What would you do? Shyamalan, taking on a Black List script initially drafted by first-timers Steve Desmond and Michael Sherman, demands that Knock at the Cabin's viewers ask themselves that question. In fact, that query springs several times as the film morphs through multiple horror and thriller situations. What would you do if a gentle giant appeared at your door? If armed attackers stormed your house? If conspiracy-spouting fanatics ordered your allegiance? Yes, Knock at the Cabin is soaked in stranger danger, works as a home-invasion flick and ponders cults. What would you do, too, if you could halt the planet's destruction but at significant cost to yourself? Yes, Knock at the Cabin poses a loaded proposition in these climate change-ravaged and pandemic-afflicted times. Of course, while Tremblay's text predates COVID-19, the movie it inspires needn't ask what'd happen if the earth was crumbling or a disease was decimating swathes of people — we already know.

Knowledge is one of Shyamalan's key tools; he's well-aware of the genre boxes he's ticking, and that his audience will spot what he's doing.
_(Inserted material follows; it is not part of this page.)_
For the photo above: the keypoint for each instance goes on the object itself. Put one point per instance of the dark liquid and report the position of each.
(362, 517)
Leonard's arrival nods to one of the best horror films ever made, after all, and one of the most heartbreaking scenes committed to celluloid — because when there's a towering figure, a flower and a child, James Whale's Frankenstein comes to mind. Knowledge is the source of tension, actually, given that Knock at the Cabin's opening scene and much that follows have played out on screens before. Three things help keep eyes fixed ahead, pulses racing and unease simmering: waiting to see what the kind but quickly concussed Eric, suspicious and homophobia-suspecting Andrew, and sweet and resourceful Wen will indeed do with this prophesy of impending doom; discovering how true, or not, Leonard and company's claims are; and learning if Shyamalan will toy with, twist and subvert everything viewers know has happened in similar fare, or if and where he won't.

Knock at the Cabin's creative force gets playful via his lead alone, instantly lacing his movie with unease and uncertainty through Bautista's presence. The heft that's made the wrestler-turned-actor famous, including as Guardians of the Galaxy's Drax the Destroyer, is impossible to avoid — but so is Leonard's polite demeanour, bookish glasses and button-up shirt, each befitting his pre-apocalypse job. Cinematographers Jarin Blaschke (The Northman) and Lowell A Meyer (Servant) repeatedly emphasise Bautista's size, with the film's array of angles frequently framing its literal biggest player to appear as threatening as possible. The actor's portrayal is controlled and restrained, however, which makes for an unnerving contrast. In his most compelling and complex performance yet, Bautista is hypnotic — imposing, ardent, earnest and tender as well — as a man zealously committed yet also visibly pained over what he's doing.

Shyamalan certainly doesn't have a casting problem here — Grint keeps flourishing in his projects, as seen in Servant; Groff, Aldridge and Cui make a charming family, even in such tough circumstances; and Amuka-Bird and Quinn invest their characters with heart and sincerity — or any issues sparking interest. He's at the top of his craft, too, with Knock at the Cabin's mix of roving and close-up visuals claustrophobic, disquieting, nimble and handsomely staged all at once. And, while the movie's first two thirds exceed its final act, he's made a mostly single-location affair with as straightforward a plot as he's worked with that's largely gripping. While its questions about what we choose to put our faith in and why are as obvious as one late easy reveal, Knock at the Cabin earns two firm beliefs: in Shyamalan messing with vacations again, and in Bautista at his best.